Friday, July 28, 2017

Book Review: Silver People: Voices from the Panama Canal, by Margarita Engle (2014)


Paperback cover of Silver People: Voices from the Panama Canal, by Margarita Engle, 2014. (Photo by Mark C. Taylor)


Author Margarita Engle.
The Panama Canal was one of the largest construction projects in the world. Originally begun by the French government, and then finished by the United States in 1914, the Canal cost some $375 million dollars, and many human lives. More than 5,000 workers died during the U.S. phase of construction, in addition to 22,000 workers who died during the French attempt. Margarita Engle’s 2014 novel Silver People: Voices from the Panama Canal, tells the story of the building of the Canal. Written in verse, it focuses on Mateo, a 14-year-old boy from Cuba who takes a job building the canal in order to escape an abusive father, Henry, who is from Jamaica, and Anita, a native Panamanian girl who sells herbs and medicines. 
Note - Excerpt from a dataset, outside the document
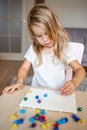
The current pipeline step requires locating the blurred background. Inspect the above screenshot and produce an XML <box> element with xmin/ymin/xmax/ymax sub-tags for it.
<box><xmin>0</xmin><ymin>0</ymin><xmax>87</xmax><ymax>93</ymax></box>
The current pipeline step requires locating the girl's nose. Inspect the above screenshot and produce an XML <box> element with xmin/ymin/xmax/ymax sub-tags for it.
<box><xmin>42</xmin><ymin>35</ymin><xmax>48</xmax><ymax>42</ymax></box>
The title Silver People comes from the racial stratification among those workers hired to build the Canal. White workers and engineers from the United States were paid in gold, while darker-skinned workers from the Caribbean countries were paid in silver. Workers were also housed in different places according to their skin color. Engle paints a vivid picture of the racial segregation among the workers, and the resentment that it brought.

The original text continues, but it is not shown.